Time Series Forecasting with Transformers: Informer Architecture Lecture

Introduction

The lecture explores the application of Transformer architecture for time series forecasting using the Informer architecture.
Personal analogy: Using historical data for personal finance management.
The lecture is divided into three main parts: What, Why, and How of Time series forecasting with Transformers.

Components: Encoder and Decoder.
Originally for sequence-to-sequence problems (like language translation).
Process:
- Input sequence (e.g., English words) passed to the encoder.
- Encoder generates vector representations.
- Decoder uses these vectors and a start token to generate the output sequence.

Forward Pass:
- Time series data inputted to the encoder.
- Encoder generates embedding vectors.
- Embeddings passed to the decoder along with input samples for simultaneous timestamp data generation.

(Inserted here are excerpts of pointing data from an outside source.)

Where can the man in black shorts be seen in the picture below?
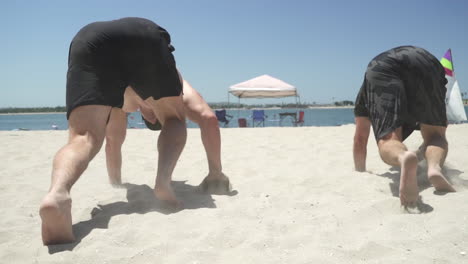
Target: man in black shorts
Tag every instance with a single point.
(128, 64)
(403, 90)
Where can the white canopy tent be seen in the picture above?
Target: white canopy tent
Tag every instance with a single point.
(263, 86)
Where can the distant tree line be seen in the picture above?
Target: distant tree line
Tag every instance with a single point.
(13, 110)
(344, 103)
(221, 105)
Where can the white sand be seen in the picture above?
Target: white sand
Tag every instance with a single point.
(298, 201)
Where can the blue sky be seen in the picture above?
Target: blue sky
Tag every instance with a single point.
(321, 47)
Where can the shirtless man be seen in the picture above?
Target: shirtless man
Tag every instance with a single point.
(197, 110)
(128, 64)
(403, 90)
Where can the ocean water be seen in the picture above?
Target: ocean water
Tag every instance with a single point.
(312, 117)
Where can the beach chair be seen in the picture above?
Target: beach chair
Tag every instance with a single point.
(242, 122)
(222, 117)
(300, 120)
(258, 117)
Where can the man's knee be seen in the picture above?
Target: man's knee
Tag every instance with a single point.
(89, 141)
(208, 118)
(433, 134)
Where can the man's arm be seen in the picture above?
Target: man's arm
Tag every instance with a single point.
(361, 137)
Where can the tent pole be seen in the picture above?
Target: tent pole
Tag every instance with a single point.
(238, 109)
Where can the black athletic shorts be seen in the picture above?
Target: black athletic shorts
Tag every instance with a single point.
(403, 87)
(106, 57)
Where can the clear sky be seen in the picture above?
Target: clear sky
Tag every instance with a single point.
(321, 47)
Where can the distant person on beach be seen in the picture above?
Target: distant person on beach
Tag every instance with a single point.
(197, 110)
(403, 90)
(128, 64)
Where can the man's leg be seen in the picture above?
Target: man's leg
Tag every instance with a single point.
(115, 135)
(200, 112)
(86, 133)
(435, 154)
(394, 152)
(170, 112)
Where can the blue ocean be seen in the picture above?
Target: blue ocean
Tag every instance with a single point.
(312, 117)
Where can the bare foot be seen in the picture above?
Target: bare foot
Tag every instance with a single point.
(115, 182)
(409, 191)
(216, 184)
(165, 194)
(55, 212)
(438, 180)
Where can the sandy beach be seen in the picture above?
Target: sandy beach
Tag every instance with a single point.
(296, 199)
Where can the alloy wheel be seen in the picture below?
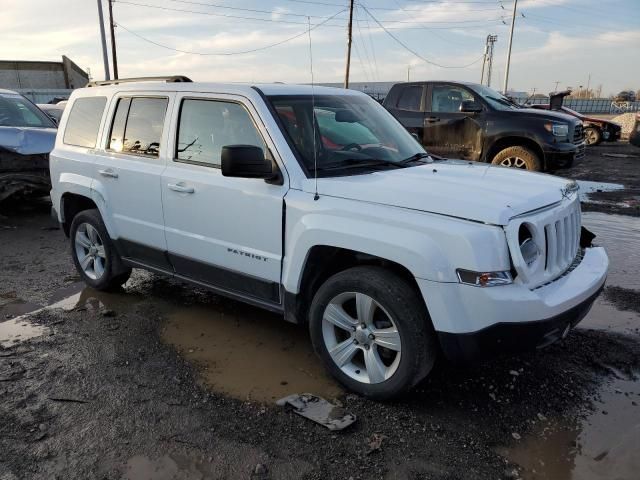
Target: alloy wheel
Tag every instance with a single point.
(90, 251)
(361, 337)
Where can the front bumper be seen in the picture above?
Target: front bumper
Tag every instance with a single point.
(563, 155)
(474, 322)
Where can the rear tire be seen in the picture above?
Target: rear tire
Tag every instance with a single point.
(518, 157)
(372, 331)
(592, 136)
(94, 254)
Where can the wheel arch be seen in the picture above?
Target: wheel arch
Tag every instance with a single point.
(515, 141)
(324, 261)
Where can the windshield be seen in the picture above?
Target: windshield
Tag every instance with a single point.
(17, 111)
(497, 100)
(345, 129)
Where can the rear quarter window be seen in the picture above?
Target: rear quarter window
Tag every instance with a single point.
(84, 121)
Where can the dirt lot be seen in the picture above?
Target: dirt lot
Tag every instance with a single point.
(166, 381)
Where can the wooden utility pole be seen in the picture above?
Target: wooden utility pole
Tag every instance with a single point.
(346, 75)
(113, 42)
(506, 70)
(105, 55)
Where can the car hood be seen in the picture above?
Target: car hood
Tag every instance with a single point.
(467, 190)
(26, 140)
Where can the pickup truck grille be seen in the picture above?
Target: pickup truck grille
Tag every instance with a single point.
(562, 241)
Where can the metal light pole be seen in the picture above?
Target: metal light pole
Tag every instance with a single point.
(506, 71)
(346, 74)
(103, 38)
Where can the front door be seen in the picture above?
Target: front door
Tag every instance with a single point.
(448, 132)
(221, 231)
(127, 176)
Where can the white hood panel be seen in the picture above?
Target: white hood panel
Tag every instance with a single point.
(468, 190)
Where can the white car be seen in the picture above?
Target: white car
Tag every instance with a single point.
(317, 204)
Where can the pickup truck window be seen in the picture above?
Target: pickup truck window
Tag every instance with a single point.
(343, 128)
(448, 98)
(208, 125)
(84, 122)
(137, 125)
(410, 98)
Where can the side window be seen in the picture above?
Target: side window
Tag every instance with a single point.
(448, 98)
(137, 125)
(410, 98)
(84, 121)
(208, 125)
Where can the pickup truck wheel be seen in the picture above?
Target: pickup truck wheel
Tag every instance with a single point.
(518, 157)
(93, 253)
(592, 136)
(372, 331)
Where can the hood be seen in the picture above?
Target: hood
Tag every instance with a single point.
(467, 190)
(27, 141)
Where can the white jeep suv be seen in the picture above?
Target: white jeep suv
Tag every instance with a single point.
(317, 204)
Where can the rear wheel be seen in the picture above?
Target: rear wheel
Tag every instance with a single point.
(94, 255)
(518, 157)
(372, 331)
(592, 136)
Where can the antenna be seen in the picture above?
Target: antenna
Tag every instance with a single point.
(313, 116)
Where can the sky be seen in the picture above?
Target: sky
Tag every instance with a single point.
(572, 42)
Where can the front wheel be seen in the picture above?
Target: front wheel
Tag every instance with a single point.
(372, 331)
(592, 136)
(518, 157)
(94, 255)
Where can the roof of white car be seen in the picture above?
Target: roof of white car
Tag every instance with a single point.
(246, 89)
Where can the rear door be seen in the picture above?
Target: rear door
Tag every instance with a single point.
(225, 232)
(407, 105)
(128, 172)
(448, 131)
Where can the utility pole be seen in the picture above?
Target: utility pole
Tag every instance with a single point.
(346, 75)
(113, 41)
(105, 55)
(506, 71)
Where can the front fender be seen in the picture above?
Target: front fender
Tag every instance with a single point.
(429, 246)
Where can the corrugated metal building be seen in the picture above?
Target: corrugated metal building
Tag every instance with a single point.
(42, 81)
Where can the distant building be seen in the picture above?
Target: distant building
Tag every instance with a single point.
(42, 81)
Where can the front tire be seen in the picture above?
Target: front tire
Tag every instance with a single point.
(592, 136)
(518, 157)
(94, 255)
(372, 331)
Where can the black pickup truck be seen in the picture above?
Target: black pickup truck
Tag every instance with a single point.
(474, 122)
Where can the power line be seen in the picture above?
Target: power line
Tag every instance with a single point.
(313, 27)
(410, 50)
(270, 20)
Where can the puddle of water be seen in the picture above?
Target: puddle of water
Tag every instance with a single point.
(18, 330)
(249, 353)
(602, 446)
(587, 187)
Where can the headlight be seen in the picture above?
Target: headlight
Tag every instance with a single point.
(484, 279)
(557, 129)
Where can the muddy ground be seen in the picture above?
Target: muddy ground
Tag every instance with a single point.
(167, 381)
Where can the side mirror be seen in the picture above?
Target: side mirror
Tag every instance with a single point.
(247, 161)
(470, 106)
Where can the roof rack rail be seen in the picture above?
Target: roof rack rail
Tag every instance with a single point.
(172, 79)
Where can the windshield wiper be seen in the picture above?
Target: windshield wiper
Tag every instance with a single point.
(361, 163)
(415, 158)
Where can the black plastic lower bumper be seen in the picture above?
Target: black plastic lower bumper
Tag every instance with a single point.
(512, 337)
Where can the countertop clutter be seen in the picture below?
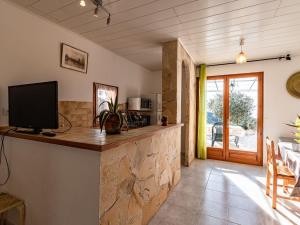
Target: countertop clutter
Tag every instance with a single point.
(92, 139)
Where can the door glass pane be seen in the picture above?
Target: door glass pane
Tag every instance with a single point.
(243, 99)
(215, 100)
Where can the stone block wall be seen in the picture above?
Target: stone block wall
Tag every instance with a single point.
(136, 178)
(80, 114)
(178, 75)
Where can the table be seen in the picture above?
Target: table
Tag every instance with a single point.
(289, 151)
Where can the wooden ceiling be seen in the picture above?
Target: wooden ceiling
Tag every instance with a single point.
(210, 30)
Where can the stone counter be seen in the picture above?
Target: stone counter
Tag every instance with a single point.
(136, 178)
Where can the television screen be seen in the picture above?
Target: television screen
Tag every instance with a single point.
(33, 105)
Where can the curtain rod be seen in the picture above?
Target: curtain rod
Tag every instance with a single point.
(287, 57)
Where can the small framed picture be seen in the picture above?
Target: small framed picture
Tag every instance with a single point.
(73, 58)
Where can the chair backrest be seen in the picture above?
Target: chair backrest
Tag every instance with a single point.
(271, 158)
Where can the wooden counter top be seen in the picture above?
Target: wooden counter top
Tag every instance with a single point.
(92, 139)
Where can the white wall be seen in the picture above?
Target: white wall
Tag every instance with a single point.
(30, 52)
(279, 106)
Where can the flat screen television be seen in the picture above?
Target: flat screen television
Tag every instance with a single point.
(34, 106)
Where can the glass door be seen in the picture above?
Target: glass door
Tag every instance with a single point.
(234, 117)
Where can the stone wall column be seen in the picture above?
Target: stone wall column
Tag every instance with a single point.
(171, 82)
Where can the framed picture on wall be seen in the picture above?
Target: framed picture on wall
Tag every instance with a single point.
(73, 58)
(102, 93)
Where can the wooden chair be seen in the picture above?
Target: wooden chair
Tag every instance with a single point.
(8, 202)
(277, 172)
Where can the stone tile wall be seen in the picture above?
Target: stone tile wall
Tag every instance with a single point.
(136, 178)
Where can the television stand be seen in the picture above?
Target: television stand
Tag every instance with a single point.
(32, 131)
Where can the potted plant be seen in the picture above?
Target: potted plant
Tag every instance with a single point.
(112, 118)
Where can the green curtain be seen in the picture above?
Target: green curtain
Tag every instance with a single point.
(201, 139)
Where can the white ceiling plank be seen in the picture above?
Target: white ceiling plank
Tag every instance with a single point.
(206, 28)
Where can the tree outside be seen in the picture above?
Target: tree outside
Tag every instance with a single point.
(241, 108)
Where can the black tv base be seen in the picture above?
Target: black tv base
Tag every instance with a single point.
(32, 131)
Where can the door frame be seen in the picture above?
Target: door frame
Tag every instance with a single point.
(240, 156)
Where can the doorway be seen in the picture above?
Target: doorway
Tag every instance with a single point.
(234, 130)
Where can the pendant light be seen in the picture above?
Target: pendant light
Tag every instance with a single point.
(241, 58)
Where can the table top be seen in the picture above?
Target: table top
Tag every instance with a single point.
(93, 139)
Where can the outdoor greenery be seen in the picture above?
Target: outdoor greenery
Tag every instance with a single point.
(241, 108)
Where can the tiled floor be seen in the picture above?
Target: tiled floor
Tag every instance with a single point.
(221, 193)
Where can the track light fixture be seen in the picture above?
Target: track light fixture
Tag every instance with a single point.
(99, 4)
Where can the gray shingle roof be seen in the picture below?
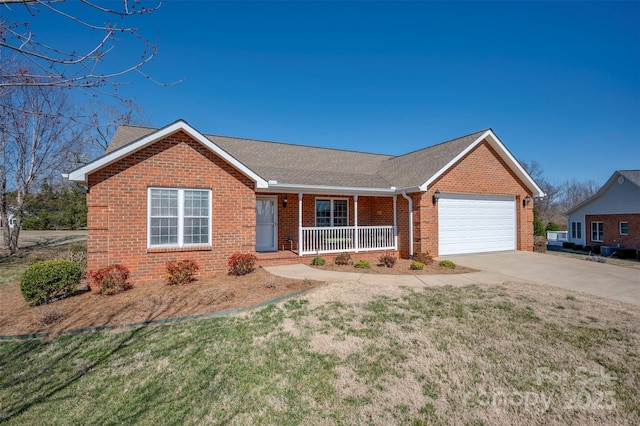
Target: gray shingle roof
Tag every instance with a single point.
(631, 175)
(307, 165)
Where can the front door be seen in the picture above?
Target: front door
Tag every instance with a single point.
(266, 224)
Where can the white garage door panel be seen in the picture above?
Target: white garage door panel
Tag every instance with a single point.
(476, 223)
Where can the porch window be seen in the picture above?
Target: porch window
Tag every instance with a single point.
(179, 217)
(332, 212)
(576, 230)
(597, 231)
(624, 228)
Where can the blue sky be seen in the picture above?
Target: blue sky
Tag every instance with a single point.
(559, 82)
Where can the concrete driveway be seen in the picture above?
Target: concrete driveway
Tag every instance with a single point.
(609, 281)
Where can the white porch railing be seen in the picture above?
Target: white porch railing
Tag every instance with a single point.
(556, 238)
(339, 239)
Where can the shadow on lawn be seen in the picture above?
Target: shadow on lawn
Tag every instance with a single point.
(73, 350)
(36, 378)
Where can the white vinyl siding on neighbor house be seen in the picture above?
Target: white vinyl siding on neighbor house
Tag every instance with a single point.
(332, 212)
(178, 217)
(624, 228)
(597, 231)
(576, 230)
(472, 223)
(616, 198)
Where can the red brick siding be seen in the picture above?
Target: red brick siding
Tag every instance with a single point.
(481, 171)
(117, 203)
(611, 228)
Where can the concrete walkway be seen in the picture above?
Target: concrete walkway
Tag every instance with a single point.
(612, 282)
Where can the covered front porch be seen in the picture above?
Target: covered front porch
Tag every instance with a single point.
(312, 224)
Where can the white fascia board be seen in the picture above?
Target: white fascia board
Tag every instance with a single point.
(503, 152)
(321, 189)
(80, 175)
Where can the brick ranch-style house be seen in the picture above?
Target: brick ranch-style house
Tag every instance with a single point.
(175, 193)
(612, 216)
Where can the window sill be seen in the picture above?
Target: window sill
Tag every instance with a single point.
(178, 249)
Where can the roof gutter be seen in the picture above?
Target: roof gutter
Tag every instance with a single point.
(322, 189)
(404, 194)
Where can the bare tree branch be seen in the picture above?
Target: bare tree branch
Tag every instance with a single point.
(57, 66)
(36, 142)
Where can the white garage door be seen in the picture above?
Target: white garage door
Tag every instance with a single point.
(472, 223)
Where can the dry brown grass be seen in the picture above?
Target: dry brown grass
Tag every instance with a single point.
(513, 354)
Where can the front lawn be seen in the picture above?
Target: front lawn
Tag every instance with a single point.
(513, 354)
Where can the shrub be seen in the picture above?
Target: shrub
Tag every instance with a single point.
(110, 280)
(241, 263)
(447, 264)
(552, 226)
(46, 281)
(318, 261)
(627, 253)
(424, 258)
(181, 272)
(539, 244)
(416, 266)
(343, 259)
(362, 264)
(388, 260)
(77, 253)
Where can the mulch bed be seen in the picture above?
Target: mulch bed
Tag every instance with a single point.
(146, 302)
(401, 267)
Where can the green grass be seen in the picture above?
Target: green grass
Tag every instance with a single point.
(442, 355)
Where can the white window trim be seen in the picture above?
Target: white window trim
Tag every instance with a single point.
(576, 230)
(601, 231)
(620, 228)
(180, 218)
(315, 210)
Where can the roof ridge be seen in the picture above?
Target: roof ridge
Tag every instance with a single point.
(207, 135)
(298, 145)
(440, 143)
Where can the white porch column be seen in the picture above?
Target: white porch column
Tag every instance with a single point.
(355, 219)
(395, 222)
(300, 224)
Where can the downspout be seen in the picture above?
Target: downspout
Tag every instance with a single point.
(404, 194)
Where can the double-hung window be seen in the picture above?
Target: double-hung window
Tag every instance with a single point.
(179, 217)
(624, 228)
(576, 230)
(332, 212)
(597, 231)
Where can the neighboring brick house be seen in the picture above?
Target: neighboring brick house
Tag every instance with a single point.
(611, 216)
(161, 194)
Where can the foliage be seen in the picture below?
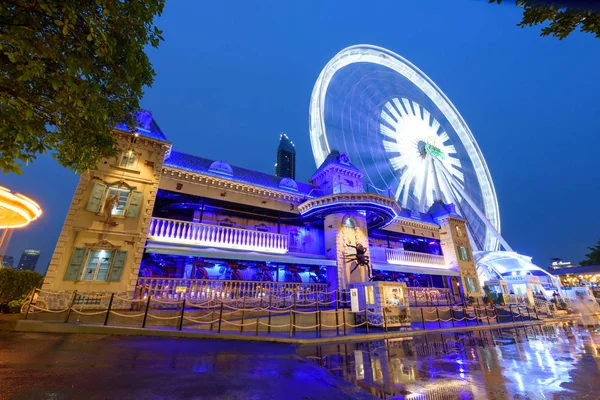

Quadratic Computation of Self-attention:
- Self-attention compares all data points, leading to quadratic operations.
- Informer uses prob sparse self-attention to reduce complexity from O(n²) to O(n log n).
Memory Bottleneck:
- Stacking encoder layers consumes significant memory.
- Distillation process extracts active data points to reduce memory usage.
Speed Plunge in Long Output Prediction:
- Original Transformers predict one time step at a time.
- Informer uses generative inference for simultaneous predictions.

Encoding Process:
- Multi-head prob sparse self-attention for detecting correlations.
- Distillation reduces active data set size, facilitating easier layer stacking.
Decoding Process:
- Utilizes a masked multi-head prob sparse attention.
- Outputs generated through a generative inference process.

Loss Calculation:
- Mean squared error of predicted time steps is calculated.
- Loss is backpropagated through the network for model updates.

Transformer Limitations: Self-attention's computation, memory bottleneck, and speed issues.
Informer Solutions:
- Prob sparse attention for reduced computation.
- Distillation for memory efficiency.
- Generative inference for fast predictions.

Quizzes: Engages students in identifying differences and advantages of the Informer over traditional Transformers.